Wang Baole menghela napas, tergoda untuk mengubah beberapa prasasti agar tetap mempertahankan kekuatannya sekaligus meningkatkan kecepatan dan ketajamannya. Namun, setelah menghabiskan waktu mencoba memikirkannya, Wang Baole tidak punya pilihan selain menyerah, karena ia tampaknya tidak menemukan petunjuk apa pun tentang cara melakukannya.

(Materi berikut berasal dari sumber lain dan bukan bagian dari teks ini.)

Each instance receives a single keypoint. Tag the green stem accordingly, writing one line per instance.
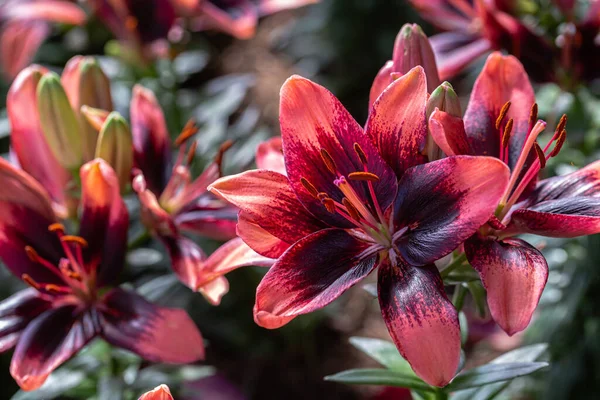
(457, 262)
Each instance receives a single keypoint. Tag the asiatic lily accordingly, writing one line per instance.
(25, 24)
(70, 301)
(475, 28)
(501, 121)
(147, 26)
(355, 200)
(172, 202)
(49, 138)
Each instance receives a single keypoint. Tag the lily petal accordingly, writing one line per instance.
(158, 334)
(47, 342)
(311, 274)
(104, 220)
(27, 138)
(16, 312)
(397, 122)
(312, 119)
(444, 202)
(514, 274)
(269, 155)
(502, 79)
(421, 320)
(151, 143)
(267, 198)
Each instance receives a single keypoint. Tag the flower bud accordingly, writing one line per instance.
(412, 48)
(444, 98)
(115, 147)
(59, 122)
(86, 84)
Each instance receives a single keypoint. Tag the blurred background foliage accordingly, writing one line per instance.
(231, 88)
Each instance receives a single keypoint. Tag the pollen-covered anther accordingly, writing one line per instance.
(360, 153)
(310, 188)
(351, 209)
(540, 153)
(328, 160)
(56, 227)
(507, 132)
(363, 176)
(74, 239)
(502, 114)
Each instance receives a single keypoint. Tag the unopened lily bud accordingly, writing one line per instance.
(59, 122)
(412, 48)
(115, 146)
(445, 99)
(86, 84)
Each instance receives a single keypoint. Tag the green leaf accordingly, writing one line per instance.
(383, 377)
(383, 352)
(491, 373)
(487, 392)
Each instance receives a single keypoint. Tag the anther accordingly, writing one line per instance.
(56, 227)
(328, 161)
(351, 209)
(29, 280)
(309, 187)
(189, 130)
(507, 133)
(495, 223)
(360, 153)
(540, 153)
(503, 112)
(533, 114)
(31, 254)
(74, 239)
(363, 176)
(559, 142)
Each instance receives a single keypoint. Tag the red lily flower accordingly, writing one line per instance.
(161, 392)
(477, 27)
(146, 25)
(25, 24)
(173, 203)
(356, 199)
(68, 305)
(501, 122)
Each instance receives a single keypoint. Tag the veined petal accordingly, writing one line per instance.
(397, 122)
(104, 220)
(311, 274)
(158, 334)
(502, 79)
(444, 202)
(16, 312)
(151, 143)
(269, 155)
(47, 342)
(421, 320)
(448, 132)
(267, 198)
(259, 239)
(312, 119)
(27, 138)
(161, 392)
(514, 274)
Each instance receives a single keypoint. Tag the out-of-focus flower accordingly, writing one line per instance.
(147, 25)
(356, 199)
(70, 302)
(501, 121)
(475, 28)
(49, 136)
(161, 392)
(25, 24)
(172, 202)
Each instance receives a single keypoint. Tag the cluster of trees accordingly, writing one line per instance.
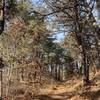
(28, 37)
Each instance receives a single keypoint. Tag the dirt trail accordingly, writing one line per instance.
(70, 90)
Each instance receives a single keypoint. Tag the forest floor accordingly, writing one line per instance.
(73, 89)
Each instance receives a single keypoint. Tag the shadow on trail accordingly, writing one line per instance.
(61, 96)
(94, 95)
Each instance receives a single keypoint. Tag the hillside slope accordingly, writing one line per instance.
(71, 90)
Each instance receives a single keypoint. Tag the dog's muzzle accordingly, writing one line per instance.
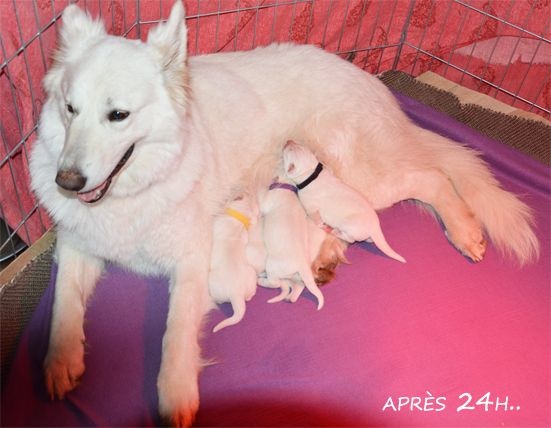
(73, 180)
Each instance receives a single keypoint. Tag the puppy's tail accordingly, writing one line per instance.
(308, 279)
(381, 243)
(507, 220)
(239, 307)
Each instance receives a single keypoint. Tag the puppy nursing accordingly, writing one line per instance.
(328, 200)
(286, 238)
(231, 277)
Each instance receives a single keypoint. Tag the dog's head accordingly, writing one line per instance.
(298, 161)
(114, 114)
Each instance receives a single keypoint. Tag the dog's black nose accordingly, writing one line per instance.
(70, 179)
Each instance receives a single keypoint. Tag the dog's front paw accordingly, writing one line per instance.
(178, 399)
(63, 368)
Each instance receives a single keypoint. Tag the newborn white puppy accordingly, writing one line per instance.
(231, 277)
(330, 201)
(285, 232)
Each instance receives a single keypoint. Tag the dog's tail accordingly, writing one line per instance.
(239, 306)
(507, 220)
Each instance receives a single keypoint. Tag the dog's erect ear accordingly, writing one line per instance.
(290, 168)
(169, 39)
(77, 27)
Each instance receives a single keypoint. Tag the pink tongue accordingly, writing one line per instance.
(92, 194)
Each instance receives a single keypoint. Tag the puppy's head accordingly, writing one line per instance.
(330, 255)
(298, 161)
(113, 116)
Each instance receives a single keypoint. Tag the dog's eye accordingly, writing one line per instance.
(117, 115)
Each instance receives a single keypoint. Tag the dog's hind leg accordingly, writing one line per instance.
(433, 187)
(181, 362)
(77, 275)
(239, 307)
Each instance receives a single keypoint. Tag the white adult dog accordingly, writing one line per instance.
(330, 201)
(139, 147)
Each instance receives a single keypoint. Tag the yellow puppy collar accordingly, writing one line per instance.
(240, 217)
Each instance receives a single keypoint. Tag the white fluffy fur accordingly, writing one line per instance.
(231, 277)
(337, 205)
(190, 150)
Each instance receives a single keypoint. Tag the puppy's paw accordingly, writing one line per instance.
(63, 369)
(178, 398)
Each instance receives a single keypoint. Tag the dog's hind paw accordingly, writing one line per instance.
(178, 400)
(472, 245)
(62, 372)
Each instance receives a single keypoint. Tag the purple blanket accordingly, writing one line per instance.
(436, 342)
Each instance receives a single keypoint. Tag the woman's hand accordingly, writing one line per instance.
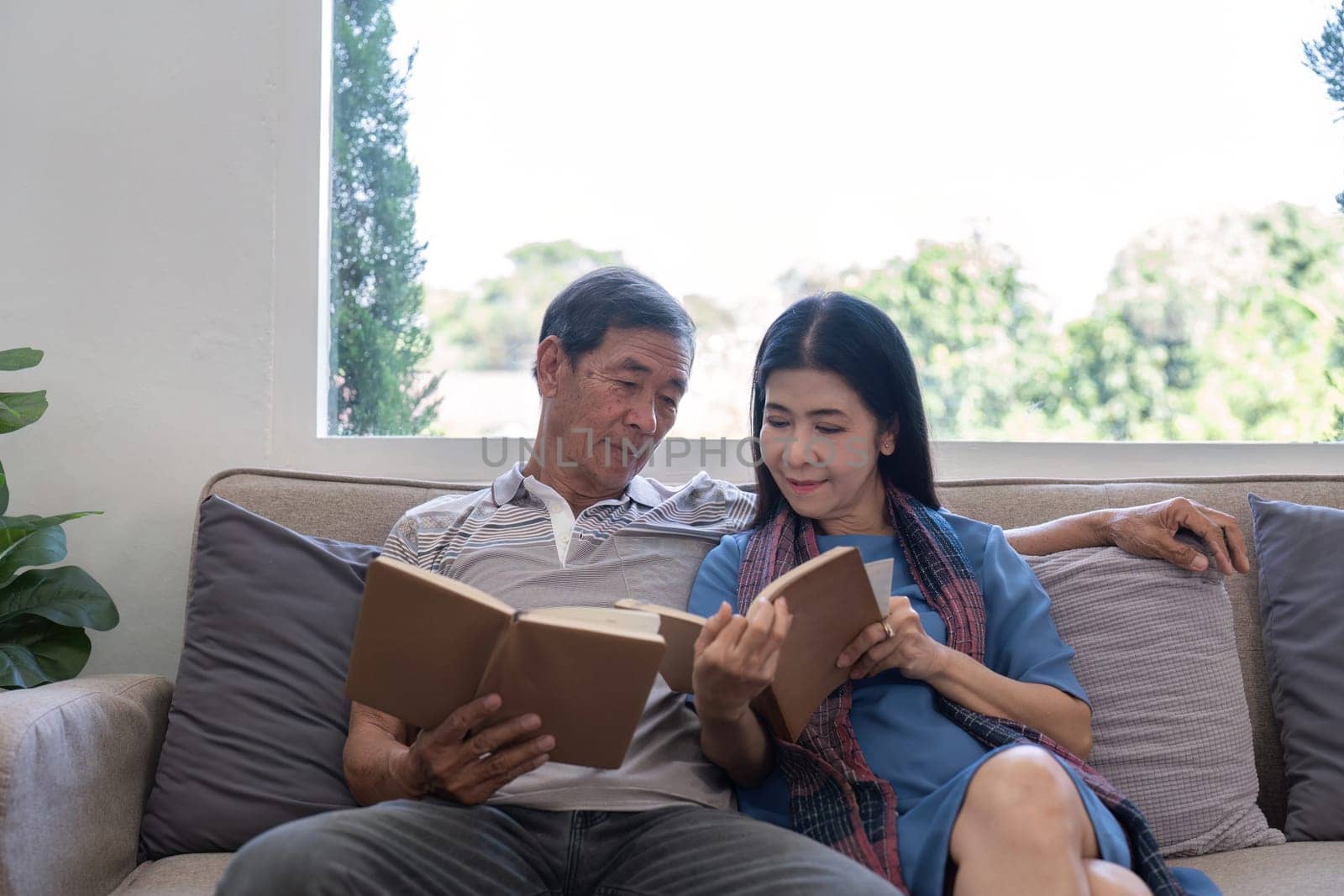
(736, 658)
(907, 647)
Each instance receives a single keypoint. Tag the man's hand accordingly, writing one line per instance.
(907, 647)
(470, 770)
(1149, 531)
(736, 658)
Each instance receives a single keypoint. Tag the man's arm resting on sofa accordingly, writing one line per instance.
(381, 765)
(1148, 531)
(77, 762)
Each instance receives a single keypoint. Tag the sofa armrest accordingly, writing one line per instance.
(77, 761)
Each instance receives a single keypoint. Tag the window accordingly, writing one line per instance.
(1090, 223)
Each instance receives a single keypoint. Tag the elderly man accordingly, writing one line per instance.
(445, 813)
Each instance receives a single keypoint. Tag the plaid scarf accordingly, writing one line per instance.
(833, 795)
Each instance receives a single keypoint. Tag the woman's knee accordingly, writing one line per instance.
(1023, 794)
(1109, 879)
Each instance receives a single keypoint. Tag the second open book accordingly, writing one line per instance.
(832, 597)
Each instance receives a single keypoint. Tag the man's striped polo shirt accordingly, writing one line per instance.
(521, 542)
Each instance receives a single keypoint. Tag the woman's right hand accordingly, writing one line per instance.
(736, 658)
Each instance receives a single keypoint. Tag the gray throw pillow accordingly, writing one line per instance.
(1158, 656)
(259, 715)
(1300, 550)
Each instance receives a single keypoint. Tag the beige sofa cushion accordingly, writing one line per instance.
(1158, 658)
(1292, 869)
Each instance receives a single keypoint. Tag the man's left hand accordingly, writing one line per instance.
(1149, 531)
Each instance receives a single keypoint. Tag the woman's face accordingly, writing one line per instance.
(822, 446)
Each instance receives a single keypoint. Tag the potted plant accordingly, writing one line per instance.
(44, 611)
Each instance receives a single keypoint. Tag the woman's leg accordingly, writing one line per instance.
(1109, 879)
(1023, 829)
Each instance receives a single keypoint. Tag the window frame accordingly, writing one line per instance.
(300, 288)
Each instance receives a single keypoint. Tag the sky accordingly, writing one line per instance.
(721, 144)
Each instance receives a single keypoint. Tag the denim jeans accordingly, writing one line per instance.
(438, 846)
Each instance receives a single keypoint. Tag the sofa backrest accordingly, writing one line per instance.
(363, 510)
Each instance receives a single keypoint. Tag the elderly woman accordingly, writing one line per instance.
(952, 761)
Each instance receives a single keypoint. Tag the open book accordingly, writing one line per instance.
(428, 644)
(832, 597)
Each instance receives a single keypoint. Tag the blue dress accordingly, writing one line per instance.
(927, 758)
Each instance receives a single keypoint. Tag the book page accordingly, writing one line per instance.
(879, 577)
(622, 620)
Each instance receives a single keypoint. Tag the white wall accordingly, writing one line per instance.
(161, 239)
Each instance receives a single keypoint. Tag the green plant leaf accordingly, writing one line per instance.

Meskipun begitu, tidak semuanya buruk—setidaknya Wang Baole berhasil mencatat urutan prasasti yang bermutasi sehingga jika ia ingin memperkuat Artefak Dharma-nya di masa depan, ia hanya perlu mengukir prasasti yang sama dalam urutan tertentu.

Ia akhirnya membuang Artefak Dharma itu. Setelah merenung sejenak, Wang Baole masih merasa kesal dan terus mencoba melakukan perubahan menggunakan Pasir Persenjataan.

Begitu saja, satu bulan berlalu.

Setelah Wang Baole menghabiskan semua Artefak Dharma-nya yang tidak berguna dan mencoba mengubah lusinan boneka Artefak Dharma, ia menepuk dahinya dengan sedih sambil melihat Artefak Dharma yang berserakan di hadapannya.

Mengapa semuanya menjadi kacau?

Dalam proses penyempurnaannya, ia mengalami cukup banyak kegagalan. Meskipun ia berhasil mengubah lusinan Artefak Dharma, tidak satu pun yang sesuai dengan keinginannya.

Transformasi yang terjadi setelah integrasi Pasir Persenjataan terlalu sulit diprediksi dan dikendalikan. Mustahil untuk mencapai perubahan tertentu di domain spesifik, tampaknya hasil yang murni berdasarkan keberuntungan.

Jika hanya itu, mungkin tidak akan terlalu merepotkan. Namun, yang membuat masalah lebih rumit adalah bahwa dalam Artefak Dharma yang berhasil ia ubah, muncul beberapa fungsi yang tidak masuk akal, yang membuat Wang Baole bingung.

Misalnya, pedang terbang awalnya memiliki keunggulan dalam hal kecepatan, ketajaman, dan ketahanan. Namun, pedang terbang pertama bukan hanya bencana setelah Wang Baole menyempurnakannya lebih lanjut, dari dua pedang terbang berikutnya, salah satunya sangat cepat namun sangat rapuh dan tumpul, dan hampir hancur saat terbang di udara.

Pedang terbang lainnya bahkan lebih tidak masuk akal. Benda itu tidak mampu membedakan antara teman dan musuh, menyerang Wang Baole dengan ganas dan gila-gilaan begitu diaktifkan.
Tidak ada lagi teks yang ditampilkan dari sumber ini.